Your idea of the DALR and SALR is total nonsense.
Study http://www.recreationalflying.com/tutorials/meteorology/index.html
It is a very good base to gain knowledge of basic meteorology.
See http://www.britannica.com/EBchecked/topic/330402/lapse-rate
for a definition of the 2 kinds of lapse rates.”
You don’t even seem to get what I’m trying to say to you, Ben. I am not saying the two lapse rates ARE THE SAME THING. Read what I’m writing. I’m saying that the ELR is not independent from the ALR. It is totally bounded by it. This is common knowledge, basic meteorology. Frankly I’m surprised it’s managed to pass you by.
http://www.st-andrews.ac.uk/~dib2/climate/lapserates.html
http://eesc.columbia.edu/courses/ees/climate/lectures/atm_phys.html
But I agree, let’s not continue this discussion. I have no desire to engage in any discussions with persons who don’t read what other people are writing before dismissing it with the use of ad hominems.
wayne says, November 14, 2014 at 10:06 pm:
“What I am showing is that all atmospheres dance to the same equations… there is no, zero, influence from some 0.0004 fraction of CO2, or of 0.0008 fraction of CO2. The tropospheres care less.”
But this is fairly common knowledge, isn’t it? The atmospheric pressure and density gradients fall off in an approximate exponential fashion from surface up, thus leaving temperatures to drop rather linearly with altitude.
Since the normal temperature profile of a troposphere (where bulk air is constantly moving up and down the atmospheric column) – the ELR – is fundamentally constrained by the adiabatic lapse rate (the ALR), the tight interaction between radiation always trying to steepen the ELR and convection always working to bring it back down, ensures that, in a steady state (dynamically stable) atmosphere, its mean value stays equal to the ALR. This is the ‘radiative-convective equilibrium’.
This in turn means that there is nothing CO2 could ever do to warm the surface, because that would have to involve reducing the ELR.
It can’t and won’t work.
Kristian,
Thanks for giving that some thought. When you say “It can’t and won’t work.”, what is the ‘It’?
Also you say “Since the normal temperature profile of a troposphere (where bulk air is constantly moving up and down the atmospheric column) – the ELR – is fundamentally constrained by the adiabatic lapse rate (the ALR), the tight interaction between radiation always trying to steepen the ELR and convection always working to bring it back down, ensures that, in a steady state (dynamically stable) atmosphere, its mean value stays equal to the ALR. This is the ‘radiative-convective equilibrium’.” and you seem to think all of the atmospheres have a different ALR and ELR and you say they are all at the ALR which to me just means you have never taken the time to search for the equations that all tropospheres operate under.

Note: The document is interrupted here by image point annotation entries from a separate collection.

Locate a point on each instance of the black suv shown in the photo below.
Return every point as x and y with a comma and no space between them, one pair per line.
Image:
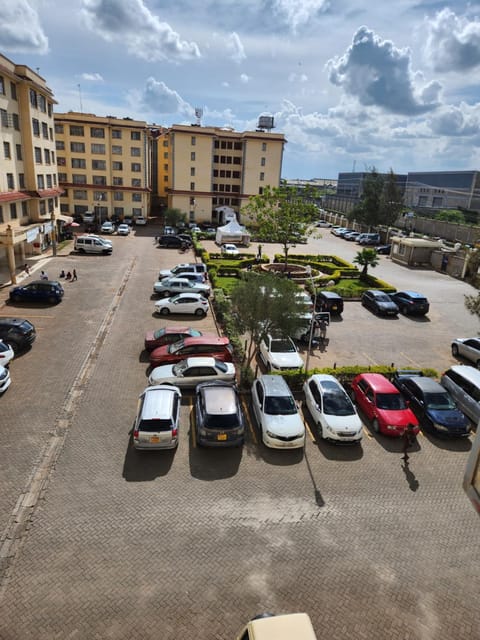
17,332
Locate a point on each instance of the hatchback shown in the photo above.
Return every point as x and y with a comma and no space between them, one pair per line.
218,414
383,404
49,291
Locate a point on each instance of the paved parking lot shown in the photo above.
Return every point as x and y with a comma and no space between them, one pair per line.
191,543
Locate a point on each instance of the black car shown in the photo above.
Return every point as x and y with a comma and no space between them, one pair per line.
17,332
434,407
411,302
50,291
329,301
379,302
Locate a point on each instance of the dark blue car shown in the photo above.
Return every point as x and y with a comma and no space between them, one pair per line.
49,291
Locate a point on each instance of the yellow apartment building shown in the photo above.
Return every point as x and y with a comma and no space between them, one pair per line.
29,189
104,165
201,169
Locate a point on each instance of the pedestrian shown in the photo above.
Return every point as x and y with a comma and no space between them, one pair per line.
408,440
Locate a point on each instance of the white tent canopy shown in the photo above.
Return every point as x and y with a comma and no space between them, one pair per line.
232,232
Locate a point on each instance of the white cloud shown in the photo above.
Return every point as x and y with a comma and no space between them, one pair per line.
453,42
131,23
379,75
20,28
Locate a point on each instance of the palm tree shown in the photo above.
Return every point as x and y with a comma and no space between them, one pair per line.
366,258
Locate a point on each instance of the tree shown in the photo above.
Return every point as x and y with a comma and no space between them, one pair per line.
282,215
365,258
266,303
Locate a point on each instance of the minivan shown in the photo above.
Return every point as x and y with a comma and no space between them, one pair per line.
463,383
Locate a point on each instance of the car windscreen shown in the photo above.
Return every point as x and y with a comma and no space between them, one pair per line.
391,401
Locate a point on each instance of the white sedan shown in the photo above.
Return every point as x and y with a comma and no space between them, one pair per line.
280,354
192,371
186,303
331,409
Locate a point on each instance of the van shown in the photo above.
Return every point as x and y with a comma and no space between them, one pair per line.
282,627
92,244
463,383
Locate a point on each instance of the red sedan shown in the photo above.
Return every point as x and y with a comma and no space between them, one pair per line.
205,345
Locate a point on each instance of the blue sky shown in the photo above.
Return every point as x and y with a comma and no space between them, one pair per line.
352,85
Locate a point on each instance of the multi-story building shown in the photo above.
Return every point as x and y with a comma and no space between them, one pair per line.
103,165
201,169
29,189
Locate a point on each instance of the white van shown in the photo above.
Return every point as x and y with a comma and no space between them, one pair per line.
92,244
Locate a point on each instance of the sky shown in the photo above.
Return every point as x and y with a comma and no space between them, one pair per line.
353,85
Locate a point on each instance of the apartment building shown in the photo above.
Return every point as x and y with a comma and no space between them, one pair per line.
201,169
104,165
29,189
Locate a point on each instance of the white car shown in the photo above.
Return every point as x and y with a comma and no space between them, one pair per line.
276,413
229,250
123,229
192,371
185,303
331,409
170,286
280,354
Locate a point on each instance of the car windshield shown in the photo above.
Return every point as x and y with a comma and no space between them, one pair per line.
391,401
439,401
280,405
337,404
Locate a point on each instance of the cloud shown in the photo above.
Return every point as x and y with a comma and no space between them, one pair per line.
452,43
20,29
129,22
379,75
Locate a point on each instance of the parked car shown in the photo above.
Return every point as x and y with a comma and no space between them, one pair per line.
332,410
279,354
171,286
276,413
329,301
432,404
383,404
468,348
411,303
218,414
17,332
6,353
192,371
157,422
50,291
207,345
185,303
167,335
379,302
229,250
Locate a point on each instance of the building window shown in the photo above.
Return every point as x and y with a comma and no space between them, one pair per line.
76,130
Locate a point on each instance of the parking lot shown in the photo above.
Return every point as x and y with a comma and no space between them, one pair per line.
191,543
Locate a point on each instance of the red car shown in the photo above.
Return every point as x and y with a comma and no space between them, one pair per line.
382,404
205,345
167,335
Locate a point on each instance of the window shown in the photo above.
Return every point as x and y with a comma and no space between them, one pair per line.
97,132
98,148
76,130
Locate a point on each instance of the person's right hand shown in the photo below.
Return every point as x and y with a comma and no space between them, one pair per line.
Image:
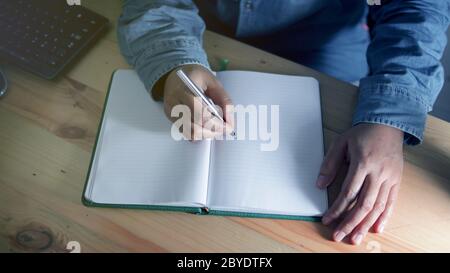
176,93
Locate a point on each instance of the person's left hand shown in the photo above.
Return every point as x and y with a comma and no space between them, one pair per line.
374,153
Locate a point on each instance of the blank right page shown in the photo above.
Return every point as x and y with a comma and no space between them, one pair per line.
244,178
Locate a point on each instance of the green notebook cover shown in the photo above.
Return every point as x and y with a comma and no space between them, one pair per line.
193,210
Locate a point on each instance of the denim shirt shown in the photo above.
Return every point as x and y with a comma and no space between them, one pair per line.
397,63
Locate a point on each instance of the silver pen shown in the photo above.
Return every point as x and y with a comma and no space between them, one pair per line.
197,91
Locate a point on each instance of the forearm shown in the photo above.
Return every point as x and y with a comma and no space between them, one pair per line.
408,40
155,36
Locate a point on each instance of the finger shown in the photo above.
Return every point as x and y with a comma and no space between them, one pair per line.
196,105
331,164
380,205
384,217
350,189
220,97
364,205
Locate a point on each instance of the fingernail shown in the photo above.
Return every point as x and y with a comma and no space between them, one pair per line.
339,236
381,228
322,181
357,239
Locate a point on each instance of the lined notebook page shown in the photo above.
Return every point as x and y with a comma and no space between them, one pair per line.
244,178
137,161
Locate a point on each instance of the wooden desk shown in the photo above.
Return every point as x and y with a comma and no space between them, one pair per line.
47,131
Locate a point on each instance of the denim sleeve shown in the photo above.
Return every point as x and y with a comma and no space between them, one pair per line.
156,36
408,40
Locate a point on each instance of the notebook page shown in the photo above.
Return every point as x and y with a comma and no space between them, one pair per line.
137,161
244,178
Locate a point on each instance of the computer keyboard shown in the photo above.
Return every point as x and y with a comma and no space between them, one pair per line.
44,36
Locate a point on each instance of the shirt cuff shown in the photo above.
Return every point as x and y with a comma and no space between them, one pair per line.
393,106
158,59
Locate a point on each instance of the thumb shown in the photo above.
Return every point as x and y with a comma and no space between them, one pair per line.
331,164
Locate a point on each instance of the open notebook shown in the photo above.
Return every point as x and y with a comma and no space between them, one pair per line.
137,164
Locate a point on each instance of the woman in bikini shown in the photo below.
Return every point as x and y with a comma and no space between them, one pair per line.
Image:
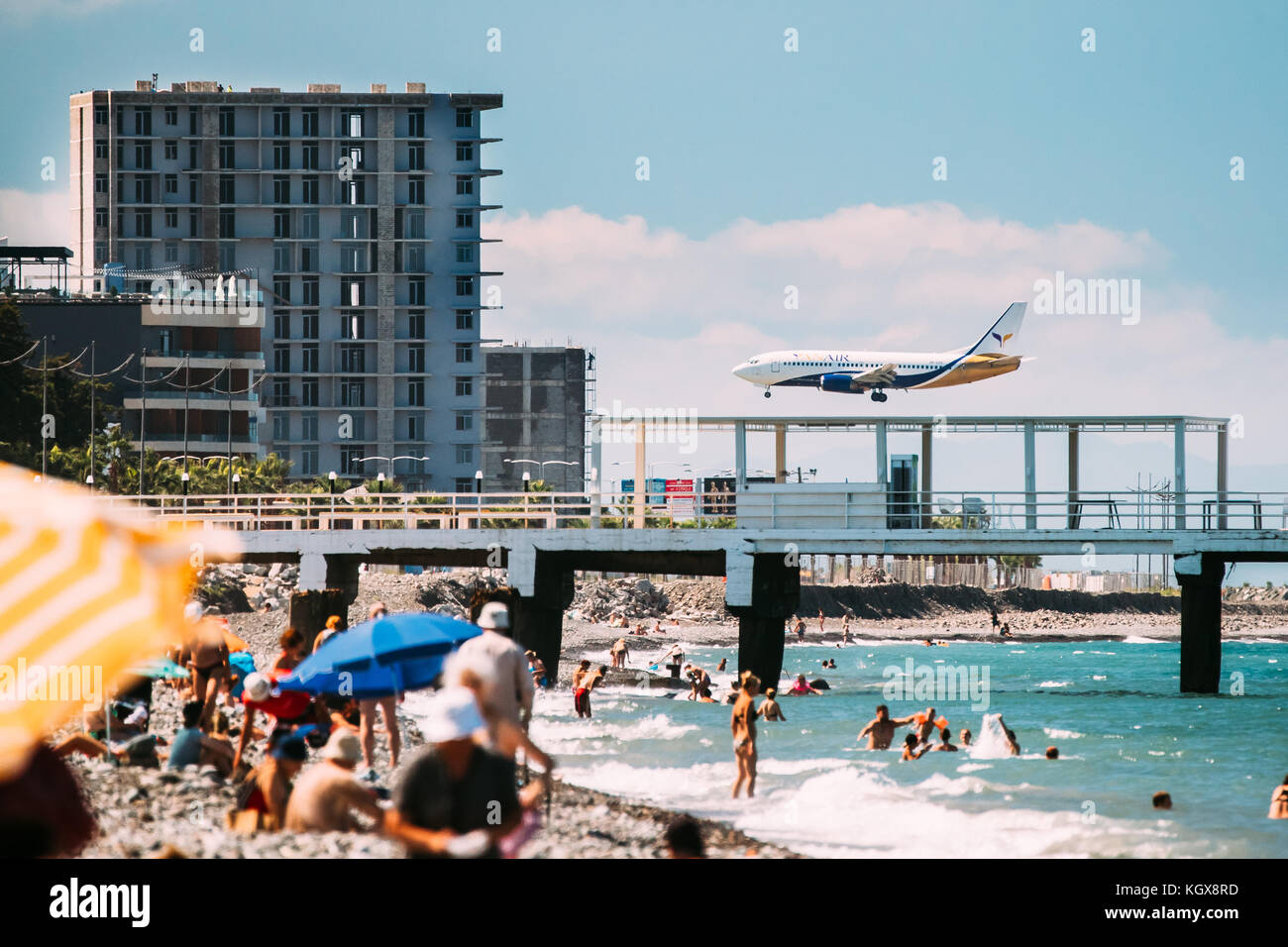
742,722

Think of it this way. Lets say you want ‘one single equation’ that will allow you to draw a temperature/pressure graph (the profile) of any troposphere that matches all of the data mankind has gathered so far of numerous tropospheres and using only a small number of controling parameters. One stipulation — these parameters cannot have anythig to do with radiation. Now, if you could ever find such a single equation does that not say something right back to you?
I did just that, and I didn’t think such an equation would be possible but I wanted to see where the problems would occur making this feat impossible and by looking at the mis-matches you could gather some insight into the reason why a h2/he troposhere operates differently that a co2/n2 troposphere or why a n2/ch4 troposphere operated differently than a n2/o2/ar troposphere.
It just really surprised me that after a couple of years searching instead I did find such a single equation that lets you programically, using each planet or moons troposphere using each respective parameters (ie: cv, g, M, radius, one P/T point), draw any of them matching the data from probes and balloons. To me that shouts at you trying to tell you something — they are all in common.
Oh Kristian, also I found none of them operate under such an ‘ALR’. That ALR is well described (see: γ/(γ-1), gamma being the heat cap. ratio) countless places, books, wiki, articles but that is the one I found none of them match. That is exactly why I wrote here, more like 2/(γ-1), then you can match them all.